Operated by John-Riley Harper. Dedicated to archiving photography from Utah's underground scenes, as well as other personal projects.

Winning the Special Olympics..
I remember a time when it seemed everyone's signature had a picture of a small retarded boy with a face full of glee breaking through the finish line. The text underneath said, "Arguing on the internet is like winning the special Olympics, even if you win, you're still retarded." Many people have thought this has been one of the more brilliant pieces that the internet has produced. Ironically, the statement is both an argument in itself, and one that has spread prevalently on the internet.

But when I got to thinking about it, I wondered what it would be like to switch the image's argument to something like: "Arguing on the internet is like winning the world Olympics, even if you win, you're still human." The point, of course, is that there isn't that much difference between being limited by a mental retardation and being limitation by our own bodies and minds. Joe Frank once said, "Your cat will never be able to read Plato, your dog will never understand mathematics; why do we think that we would be any less limited?" It's a sad but important perspective.

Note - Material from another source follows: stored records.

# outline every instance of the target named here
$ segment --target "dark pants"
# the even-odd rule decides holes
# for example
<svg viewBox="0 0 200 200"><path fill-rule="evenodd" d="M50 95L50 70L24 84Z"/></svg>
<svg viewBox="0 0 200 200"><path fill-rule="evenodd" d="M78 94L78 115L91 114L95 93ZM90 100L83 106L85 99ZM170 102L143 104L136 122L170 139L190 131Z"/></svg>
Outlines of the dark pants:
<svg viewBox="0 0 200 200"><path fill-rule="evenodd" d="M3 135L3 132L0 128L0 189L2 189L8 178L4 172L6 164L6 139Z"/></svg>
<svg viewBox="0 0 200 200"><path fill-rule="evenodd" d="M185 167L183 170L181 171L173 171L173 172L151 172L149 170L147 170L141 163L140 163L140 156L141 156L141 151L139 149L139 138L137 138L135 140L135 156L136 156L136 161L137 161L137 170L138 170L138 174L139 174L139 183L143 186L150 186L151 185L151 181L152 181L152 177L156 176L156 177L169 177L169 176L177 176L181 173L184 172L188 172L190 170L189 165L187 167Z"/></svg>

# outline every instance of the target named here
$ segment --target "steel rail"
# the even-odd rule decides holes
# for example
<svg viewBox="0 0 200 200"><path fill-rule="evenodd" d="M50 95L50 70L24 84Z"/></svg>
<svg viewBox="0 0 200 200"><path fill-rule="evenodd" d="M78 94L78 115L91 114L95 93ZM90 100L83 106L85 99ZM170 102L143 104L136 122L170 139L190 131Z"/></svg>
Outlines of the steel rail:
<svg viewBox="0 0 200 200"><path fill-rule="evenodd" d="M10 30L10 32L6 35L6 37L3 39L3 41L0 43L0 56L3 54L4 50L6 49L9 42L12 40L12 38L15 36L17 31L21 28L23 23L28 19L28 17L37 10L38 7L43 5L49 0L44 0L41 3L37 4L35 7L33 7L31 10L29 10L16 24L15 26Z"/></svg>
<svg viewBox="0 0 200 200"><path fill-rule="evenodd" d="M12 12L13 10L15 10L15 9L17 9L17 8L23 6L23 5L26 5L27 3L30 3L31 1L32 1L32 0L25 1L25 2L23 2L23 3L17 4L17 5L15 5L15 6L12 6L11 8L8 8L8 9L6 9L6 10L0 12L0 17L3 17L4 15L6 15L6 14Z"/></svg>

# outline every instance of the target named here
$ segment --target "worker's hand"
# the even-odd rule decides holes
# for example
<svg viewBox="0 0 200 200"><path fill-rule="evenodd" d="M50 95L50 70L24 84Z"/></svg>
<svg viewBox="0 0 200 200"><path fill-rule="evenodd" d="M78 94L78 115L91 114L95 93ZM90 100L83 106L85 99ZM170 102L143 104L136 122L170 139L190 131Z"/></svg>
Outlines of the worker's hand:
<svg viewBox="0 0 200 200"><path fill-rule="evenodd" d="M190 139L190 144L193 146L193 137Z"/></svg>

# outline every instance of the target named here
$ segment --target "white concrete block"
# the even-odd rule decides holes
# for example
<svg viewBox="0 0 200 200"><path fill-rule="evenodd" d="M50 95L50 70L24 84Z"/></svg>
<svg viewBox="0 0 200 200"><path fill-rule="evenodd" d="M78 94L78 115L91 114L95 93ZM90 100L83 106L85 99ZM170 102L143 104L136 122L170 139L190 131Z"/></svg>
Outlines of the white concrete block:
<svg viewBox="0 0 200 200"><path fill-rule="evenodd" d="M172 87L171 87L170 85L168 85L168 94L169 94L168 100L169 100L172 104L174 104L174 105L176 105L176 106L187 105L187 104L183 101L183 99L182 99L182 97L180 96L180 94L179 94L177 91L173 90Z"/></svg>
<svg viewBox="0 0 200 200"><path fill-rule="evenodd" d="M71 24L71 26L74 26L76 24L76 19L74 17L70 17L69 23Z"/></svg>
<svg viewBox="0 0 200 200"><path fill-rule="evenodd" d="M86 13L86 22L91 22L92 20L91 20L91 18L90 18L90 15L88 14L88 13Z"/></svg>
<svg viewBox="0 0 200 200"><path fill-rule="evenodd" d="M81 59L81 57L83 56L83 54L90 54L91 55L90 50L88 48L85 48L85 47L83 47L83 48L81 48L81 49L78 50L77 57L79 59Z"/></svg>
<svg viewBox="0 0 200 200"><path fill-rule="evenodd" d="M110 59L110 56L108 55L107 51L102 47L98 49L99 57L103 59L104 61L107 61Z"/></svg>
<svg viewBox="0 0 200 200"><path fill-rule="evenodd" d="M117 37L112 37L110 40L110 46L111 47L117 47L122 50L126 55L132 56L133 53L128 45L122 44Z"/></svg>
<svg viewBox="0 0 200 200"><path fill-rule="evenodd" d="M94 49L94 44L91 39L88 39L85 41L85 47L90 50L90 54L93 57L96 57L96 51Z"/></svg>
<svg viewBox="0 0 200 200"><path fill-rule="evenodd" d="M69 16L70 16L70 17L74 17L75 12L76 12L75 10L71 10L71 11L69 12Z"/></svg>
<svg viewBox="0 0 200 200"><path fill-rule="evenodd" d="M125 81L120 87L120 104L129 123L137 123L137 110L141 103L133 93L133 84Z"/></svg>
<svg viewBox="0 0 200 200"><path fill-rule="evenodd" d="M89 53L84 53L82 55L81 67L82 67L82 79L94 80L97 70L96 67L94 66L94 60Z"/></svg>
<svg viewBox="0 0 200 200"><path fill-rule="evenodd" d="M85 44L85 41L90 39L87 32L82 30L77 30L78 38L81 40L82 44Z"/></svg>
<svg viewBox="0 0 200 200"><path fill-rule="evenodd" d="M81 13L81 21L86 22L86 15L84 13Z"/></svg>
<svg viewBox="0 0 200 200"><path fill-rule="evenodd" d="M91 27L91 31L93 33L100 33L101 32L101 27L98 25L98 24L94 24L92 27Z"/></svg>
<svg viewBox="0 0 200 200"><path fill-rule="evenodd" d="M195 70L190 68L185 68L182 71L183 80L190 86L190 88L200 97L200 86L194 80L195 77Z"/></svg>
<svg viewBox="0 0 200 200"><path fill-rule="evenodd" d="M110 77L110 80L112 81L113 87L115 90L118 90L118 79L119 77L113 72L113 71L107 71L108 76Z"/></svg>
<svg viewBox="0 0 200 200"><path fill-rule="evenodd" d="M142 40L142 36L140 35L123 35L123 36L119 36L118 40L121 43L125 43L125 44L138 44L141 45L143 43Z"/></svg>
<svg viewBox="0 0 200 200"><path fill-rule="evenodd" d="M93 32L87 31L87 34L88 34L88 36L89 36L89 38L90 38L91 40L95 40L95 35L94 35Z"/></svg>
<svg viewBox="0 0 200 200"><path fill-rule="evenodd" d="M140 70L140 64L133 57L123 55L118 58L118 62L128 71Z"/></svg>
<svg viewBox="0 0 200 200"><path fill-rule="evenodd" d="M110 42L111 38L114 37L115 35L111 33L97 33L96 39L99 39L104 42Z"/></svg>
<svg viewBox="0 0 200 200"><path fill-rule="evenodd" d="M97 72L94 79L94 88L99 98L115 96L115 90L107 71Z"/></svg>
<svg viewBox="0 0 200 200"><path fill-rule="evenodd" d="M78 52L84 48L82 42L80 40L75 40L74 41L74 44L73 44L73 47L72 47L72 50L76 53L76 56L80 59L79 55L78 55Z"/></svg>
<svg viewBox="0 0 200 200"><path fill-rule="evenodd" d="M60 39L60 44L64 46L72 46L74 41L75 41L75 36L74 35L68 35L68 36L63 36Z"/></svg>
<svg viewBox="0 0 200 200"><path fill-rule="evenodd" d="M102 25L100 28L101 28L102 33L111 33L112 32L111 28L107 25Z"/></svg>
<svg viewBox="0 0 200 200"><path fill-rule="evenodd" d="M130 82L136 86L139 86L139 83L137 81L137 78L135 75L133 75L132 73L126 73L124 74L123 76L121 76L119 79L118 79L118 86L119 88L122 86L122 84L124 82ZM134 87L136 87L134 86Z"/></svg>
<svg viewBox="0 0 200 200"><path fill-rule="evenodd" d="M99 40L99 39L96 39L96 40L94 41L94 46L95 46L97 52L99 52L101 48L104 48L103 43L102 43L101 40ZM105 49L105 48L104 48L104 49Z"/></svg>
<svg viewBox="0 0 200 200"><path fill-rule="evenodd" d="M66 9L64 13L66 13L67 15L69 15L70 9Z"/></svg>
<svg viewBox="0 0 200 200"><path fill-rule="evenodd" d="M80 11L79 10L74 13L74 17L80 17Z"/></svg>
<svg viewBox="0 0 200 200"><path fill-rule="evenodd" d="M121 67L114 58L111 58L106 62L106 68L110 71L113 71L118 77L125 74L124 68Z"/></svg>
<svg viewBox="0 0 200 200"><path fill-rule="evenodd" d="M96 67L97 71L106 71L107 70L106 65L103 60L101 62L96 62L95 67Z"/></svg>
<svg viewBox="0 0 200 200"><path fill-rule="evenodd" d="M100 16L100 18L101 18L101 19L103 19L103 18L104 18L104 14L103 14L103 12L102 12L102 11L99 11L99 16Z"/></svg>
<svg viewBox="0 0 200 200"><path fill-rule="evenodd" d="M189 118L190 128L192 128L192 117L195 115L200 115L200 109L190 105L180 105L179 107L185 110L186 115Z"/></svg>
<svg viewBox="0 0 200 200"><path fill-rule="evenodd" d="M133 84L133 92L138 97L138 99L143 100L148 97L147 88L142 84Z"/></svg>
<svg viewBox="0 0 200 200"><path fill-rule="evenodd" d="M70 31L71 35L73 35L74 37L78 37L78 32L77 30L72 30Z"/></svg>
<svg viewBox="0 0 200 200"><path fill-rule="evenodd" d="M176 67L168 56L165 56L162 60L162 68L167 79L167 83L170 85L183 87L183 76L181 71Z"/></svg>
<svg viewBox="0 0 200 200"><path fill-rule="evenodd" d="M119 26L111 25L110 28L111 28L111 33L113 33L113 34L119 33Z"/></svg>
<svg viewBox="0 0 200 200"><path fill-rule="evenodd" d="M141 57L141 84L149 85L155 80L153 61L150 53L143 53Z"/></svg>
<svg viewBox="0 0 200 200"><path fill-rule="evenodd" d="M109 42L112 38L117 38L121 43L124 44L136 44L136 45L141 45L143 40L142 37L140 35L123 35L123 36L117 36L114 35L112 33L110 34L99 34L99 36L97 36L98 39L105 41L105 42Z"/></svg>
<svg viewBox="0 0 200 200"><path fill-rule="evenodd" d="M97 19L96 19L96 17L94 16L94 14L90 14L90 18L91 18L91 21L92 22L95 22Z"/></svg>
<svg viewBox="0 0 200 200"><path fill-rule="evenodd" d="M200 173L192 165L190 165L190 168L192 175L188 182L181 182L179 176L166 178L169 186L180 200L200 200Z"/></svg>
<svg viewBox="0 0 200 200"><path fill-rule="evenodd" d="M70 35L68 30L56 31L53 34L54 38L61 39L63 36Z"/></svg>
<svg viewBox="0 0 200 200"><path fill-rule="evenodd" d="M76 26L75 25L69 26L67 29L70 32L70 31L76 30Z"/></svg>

So, we may be able to make small intellectual developments, but because our mental fluttering can only bring us slightly closer to a limit, what's important in life is not elevation, it's distinction. This is why the hierarchical social world is so important while human evolution is not. We strive for recognition about being a very tiny amount better in a tiny area than someone else. In this sense, there is no real difference in winning the special Olympics, an argument on the internet, or the world Olympics-- only the number people who take note of your superiority to other retards.